Il est toujours possible d’avoir plusieurs lectures. Cette scène peut aussi venir de l’avortement, qui casse la relation dans le couple et qui rend la femme en colère contre l’homme.
Je suppose qu’il en voulait à sa mère d’avoir « trompé » son oncle avec son père, même s’il était décédé. Il se sentait illégitime, fruit d’une forme de relation incestueuse. Cette haine primordiale des femmes devait s’exprimer à l’encontre d’Hélène. Il nourrissait de plus cette haine en miroir en cultivant la jalousie d’Hélène, tuant sa mère à travers elle et se détruisant en écho à la mort de son oncle qui aurait dû être son père.
Je suppose que vous avez fait beaucoup d’analyse. La vue systémique apporte un autre éclairage….
Incompréhensible ce désir d’interprétation ….! Y’a que lui » qui sait » !! Décevant, certes , comme le suicide de Romain Gary … Mais , que voulez-vous ? ! Il a serré sa femme, dans tous les sens du terme !!
les constellations montrent la direction…
Vla. La Victime est coupable. Bien vu.
Coupable de ?
peut-être qu’il était juste très méchant ?
Tout comme Pancho Villa ?
bah non pancho villa était gentil
Dans le monde des morts, il n’y a plus de gentils, ni de méchants….
D’un autre côté, l’oeuvre des uns et des autres leur survive.Donc, leur mort est finalement assez relative.
Vous ne pensez pas mourir un jour ? Vous avez tendance à philosopher…
Mais Louis Althusser était très gentil.
J’ai été élève à Normale Sup’ à la fin des années 1970, juste avant le meurtre d’Hélène, et je puis témoigner qu’en tant qu’enseignant, qu’administrateur, et aussi que voisin (nous « vivions » dans la « même maison »), c’était le plus affable, le plus amical, des hommes.
Alain Delame (ENS promotion 1975)
Sauf pour sa femme… Les dynamiques familiales sont ainsi, c’est « plus fort que soi ».
Lui-même a regretté le jour même son geste, demandant de l’aide pour la compréhension de son comportement. La construction de sa philosophie, qu’il enseignait à haut niveau, n’a pas résisté aux agressions de son vécu, désintégrant sa personnalité.

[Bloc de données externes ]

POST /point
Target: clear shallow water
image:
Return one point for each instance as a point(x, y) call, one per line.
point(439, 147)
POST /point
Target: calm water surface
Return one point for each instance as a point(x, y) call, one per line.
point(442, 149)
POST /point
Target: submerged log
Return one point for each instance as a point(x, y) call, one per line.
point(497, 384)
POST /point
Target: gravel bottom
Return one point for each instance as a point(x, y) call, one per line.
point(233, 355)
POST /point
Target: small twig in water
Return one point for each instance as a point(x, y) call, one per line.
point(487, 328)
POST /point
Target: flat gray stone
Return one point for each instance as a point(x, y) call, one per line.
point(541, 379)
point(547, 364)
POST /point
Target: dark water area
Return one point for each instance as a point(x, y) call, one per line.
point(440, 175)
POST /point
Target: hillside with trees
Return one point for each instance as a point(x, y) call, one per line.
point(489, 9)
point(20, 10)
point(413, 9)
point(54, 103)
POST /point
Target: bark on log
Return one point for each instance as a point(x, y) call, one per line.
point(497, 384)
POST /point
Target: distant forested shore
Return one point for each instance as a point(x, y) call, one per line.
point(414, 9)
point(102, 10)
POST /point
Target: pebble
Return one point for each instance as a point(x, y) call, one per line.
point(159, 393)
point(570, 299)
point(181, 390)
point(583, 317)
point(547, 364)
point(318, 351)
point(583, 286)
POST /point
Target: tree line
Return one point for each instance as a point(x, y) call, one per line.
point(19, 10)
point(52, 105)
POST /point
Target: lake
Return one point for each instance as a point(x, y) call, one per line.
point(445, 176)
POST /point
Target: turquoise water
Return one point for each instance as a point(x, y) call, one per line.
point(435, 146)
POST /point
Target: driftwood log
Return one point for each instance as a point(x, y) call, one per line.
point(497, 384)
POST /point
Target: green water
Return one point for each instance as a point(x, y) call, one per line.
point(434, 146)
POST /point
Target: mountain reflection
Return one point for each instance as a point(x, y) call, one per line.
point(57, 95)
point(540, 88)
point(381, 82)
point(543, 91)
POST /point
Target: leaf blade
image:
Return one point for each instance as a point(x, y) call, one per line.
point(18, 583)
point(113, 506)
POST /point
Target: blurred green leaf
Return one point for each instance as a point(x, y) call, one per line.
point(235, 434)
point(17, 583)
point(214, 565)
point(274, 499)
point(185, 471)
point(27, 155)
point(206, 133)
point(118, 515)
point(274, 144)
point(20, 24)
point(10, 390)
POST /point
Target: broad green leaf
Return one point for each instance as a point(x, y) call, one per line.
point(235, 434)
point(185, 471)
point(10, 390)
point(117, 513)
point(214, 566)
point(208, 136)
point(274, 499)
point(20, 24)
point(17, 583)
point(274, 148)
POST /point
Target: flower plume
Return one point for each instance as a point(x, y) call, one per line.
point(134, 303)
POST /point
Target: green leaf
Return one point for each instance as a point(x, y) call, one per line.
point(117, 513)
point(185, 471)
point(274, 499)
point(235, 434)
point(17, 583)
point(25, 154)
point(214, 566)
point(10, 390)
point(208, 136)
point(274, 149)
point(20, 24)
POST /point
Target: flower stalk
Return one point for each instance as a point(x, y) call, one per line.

Je suis très sceptique sur la philosophie…
Tout cela est si fragile
Le fait qu’il soit hors normes sous différents aspects ne fait qu’accentuer la fragilité
Sa notoriété ne le protège alors en rien,c’est plutôt un accélérateur
Et des choses arrivent
Une certaine bi-polarité incline obligatoirement vers un égocentrisme,la quotidienneté
devient infernale pour lui et surtout pour ses proches
Et des choses arrivent
On lutte tous les jours pour avancer
Il a eu des satisfactions et fait des dégâts,beaucoup de dégâts,pour lui et pour les autres
C’est sa vie,comme toute autre vie,c’est son trajet.Ce qui frappe les imaginations est
finalement extrêmement banal
Sa pensée elle,ne l’était pas et c’est finalement ce qu’il convient de retenir.
Philippe, je n’ai rien compris à ton analyse…
Ma femme me dit que je suis vraiment abscons. Apparemment,vous pensez comme elle
J’aime ma femme. Lui aussi aimait sa femme et pourtant Althu serre. Comme quoi …
Rien, il ne se passe rien,cependant tout arrive.
Je crois que certains disaient « Althu sert à rien ».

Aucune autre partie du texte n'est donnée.